Logra permanecer en la conciencia, dejando un poso. Sería el
concepto de regusto (“sabor que queda de la comida o de la bebida”,
según el DRAE) trasladado a una dimensión intelectiva. El aforismo
deja algo y tras la lectura permanece como una leve huella, como un
leve depósito de sentido. Además, su carácter elusivo y reticente nos
reta como lectores y nos obliga a jugar, poniendo en movimiento
nuestra capacidad constructiva/creativa. El buen aforismo no es para
ser leído una sola vez, sino para volver sobre él, para extraer todo su
jugo en sucesivas relecturas. Y en este sentido activa una vez más
nuestra sensación de retribución –un principio primitivo de economía
psíquica: obtenemos a cambio de nuestro esfuerzo más que lo que
aparentemente se nos ofrecía. El lenguaje, las palabras, nos dan
más de lo esperado en condiciones normales de uso. Como es fácil
de
entender,
todas
estas
recompensas
están
íntimamente
relacionadas entre sí y conforman una constelación que actúa en
una misma dirección potenciándose mutuamente. Esa conjunción
explica además una de las características del aforismo que
ya
mencioné más arriba y a la que vuelvo en este tramo final. Me refiero
a su fuerza impresiva, su facilidad para ser retenido y evocado una y
otra vez. Es un enunciado que no está concebido para ser
almacenado/alojado sólo en el papel, sino para incorporarse a la
conciencia del receptor, para permanecer en la memoria. Son las
características solidarias de memorizable y memorable a las que
aludía Mangueneau, que activan ciertos automatismos psíquicos.

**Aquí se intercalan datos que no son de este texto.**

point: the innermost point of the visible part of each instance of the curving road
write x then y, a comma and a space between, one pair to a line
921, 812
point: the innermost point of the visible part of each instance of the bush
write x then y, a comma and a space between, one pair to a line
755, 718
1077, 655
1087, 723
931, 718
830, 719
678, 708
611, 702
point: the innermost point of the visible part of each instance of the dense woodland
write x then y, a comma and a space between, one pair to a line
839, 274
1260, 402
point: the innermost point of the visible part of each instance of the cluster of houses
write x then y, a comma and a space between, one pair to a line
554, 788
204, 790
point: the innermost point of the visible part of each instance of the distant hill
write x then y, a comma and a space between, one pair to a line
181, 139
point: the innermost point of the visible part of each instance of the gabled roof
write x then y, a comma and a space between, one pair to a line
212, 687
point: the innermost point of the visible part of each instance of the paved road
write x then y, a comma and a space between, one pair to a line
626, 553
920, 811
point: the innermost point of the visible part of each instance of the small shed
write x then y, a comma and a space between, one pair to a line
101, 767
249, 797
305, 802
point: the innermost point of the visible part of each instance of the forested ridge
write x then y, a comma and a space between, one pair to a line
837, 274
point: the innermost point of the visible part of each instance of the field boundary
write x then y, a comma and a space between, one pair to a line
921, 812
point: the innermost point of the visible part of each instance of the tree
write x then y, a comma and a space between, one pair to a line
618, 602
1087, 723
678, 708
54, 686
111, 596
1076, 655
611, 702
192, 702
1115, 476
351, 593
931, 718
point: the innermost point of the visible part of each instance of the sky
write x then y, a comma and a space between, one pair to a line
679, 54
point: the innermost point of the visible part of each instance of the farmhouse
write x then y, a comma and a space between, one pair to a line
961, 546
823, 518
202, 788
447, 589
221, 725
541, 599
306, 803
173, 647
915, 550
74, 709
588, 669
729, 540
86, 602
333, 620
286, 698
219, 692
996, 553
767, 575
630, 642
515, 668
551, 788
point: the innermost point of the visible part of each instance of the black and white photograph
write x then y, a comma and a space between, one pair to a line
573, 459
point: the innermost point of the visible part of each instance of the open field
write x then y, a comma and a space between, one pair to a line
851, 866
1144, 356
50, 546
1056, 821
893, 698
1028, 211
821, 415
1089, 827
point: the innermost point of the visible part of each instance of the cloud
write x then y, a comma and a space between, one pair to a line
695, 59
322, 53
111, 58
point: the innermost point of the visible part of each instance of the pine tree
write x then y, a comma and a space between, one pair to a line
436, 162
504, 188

Pero esta vez quiero volver a ellas para plantear desde lo que ellas
me sugieren y como cierre una propuesta controvertida, ciertamente
dudosa, y sin duda arriesgada, que atañe no sólo al aforismo, sino al
conjunto de las formas breves, que tanto auge han alcanzado en los
últimos años. La propuesta puede enunciarse como una pregunta
con respuesta abierta. ¿Podríamos vincular el éxito de las formas
breves con el surgimiento de una nueva oralidad? ¿Está vinculado a
una cultura en la que predominan formas de comunicación que se
aproximan cada vez más a la expresión oral? Ya sé que el postular
que vivimos en una nueva oralidad parece ir en contra de toda
evidencia. Nunca en una sociedad como la nuestra ha habido una
mayor alfabetización y la escritura se generalizado hasta extremos
desconocidos en otras épocas. Pero no deberíamos dejarnos llevar
por las apariencias: lo oral predomina sobre la escritura. Pero no
solamente porque los nuevos medios de comunicación masiva –tv,
cine, radio, vídeo- son predominantemente orales y visuales, sino
porque en aquellos otros en los que no sucede así y la escritura
sigue teniendo un gran peso –pienso en internet, por ejemplo- lo
escrito se asimila cada vez más a lo oral. O, dicho de otra forma, lo
oral coloniza la escritura y condiciona su forma y su función. Entre
otras cosas, destruyendo el concepto de texto, desmembrándolo y
atomizándolo. Convirtiéndolo en una sucesión de secuencias
relativamente autónomas, sin complejas relaciones de subordinación
y jerarquización. No estoy haciendo un juicio de valor –sería absurdo
negar valor a la cultura oral-, sino señalando que el auge de las
formas breves tal vez tenga algo que ver con las formas de
pensamiento y expresión que propicia esta nueva oralidad. Y esto no
es ni malo ni bueno; simplemente es. O al menos a mí me lo parece
y creo que merece la pena reflexionar sobre ello.